To find out how long it takes for the police car to catch up with the speeder, we need to determine the distance the speeder travels during the policeman's reaction time, and then calculate the time it takes for the police car to cover that distance.

Let's start by finding out the distance the speeder travels during the reaction time of 0.700 s.

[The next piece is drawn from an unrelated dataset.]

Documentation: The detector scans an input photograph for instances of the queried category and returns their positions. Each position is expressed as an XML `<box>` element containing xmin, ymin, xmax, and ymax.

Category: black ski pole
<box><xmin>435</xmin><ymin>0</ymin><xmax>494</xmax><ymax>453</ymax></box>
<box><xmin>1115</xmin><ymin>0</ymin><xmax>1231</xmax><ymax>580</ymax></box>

We know that the speeder's velocity is 44.0 m/s due north, and we need to find the distance traveled. The formula to calculate distance is:

distance = velocity × time

So, during the reaction time of 0.700 s, the distance traveled by the speeder is:

distance = velocity × time
distance = 44.0 m/s × 0.700 s
distance = 30.8 m

The speeder travels 30.8 meters during the policeman's reaction time.

Next, we need to calculate how long it takes for the police car to cover this distance with an acceleration of 5.00 m/s^2.

To find the time it takes for the police car to cover a certain distance with a given acceleration, we can use the kinematic equation:

distance = initial velocity × time + 0.5 × acceleration × time^2

In this case, the distance is 30.8 meters, the initial velocity is 15.0 m/s (as given in the question), and the acceleration is 5.00 m/s^2. We need to find the time.

Plugging the values into the equation, we get:

30.8 m = 15.0 m/s × t + 0.5 × 5.00 m/s^2 × t^2

Simplifying the equation:

30.8 m = 15.0 m/s × t + 2.5 m/s^2 × t^2

Rearranging the equation:

2.5 m/s^2 × t^2 + 15.0 m/s × t - 30.8 m = 0

Now, we can solve this quadratic equation to find the value of t.

Using the quadratic formula:

t = (-b ± sqrt(b^2 - 4ac)) / (2a)

Where a = 2.5, b = 15.0, and c = -30.8.

Plugging in the values, we get:

t = (-15.0 ± sqrt(15.0^2 - 4 × 2.5 × -30.8)) / (2 × 2.5)

Simplifying further:

t = (-15.0 ± sqrt(225 + 310)) / 5

t = (-15.0 ± sqrt(535)) / 5

Using a calculator, we find:

t ≈ 2.68 s or t ≈ -1.48 s

Since time cannot be negative in this context, we discard the negative value.

Therefore, the time it takes for the police car to catch up with the speeder, including the reaction time, is approximately:

Reaction time + time to cover distance = 0.700 s + 2.68 s = 3.38 s

So, it takes approximately 3.38 seconds for the police car to catch up with the speeder.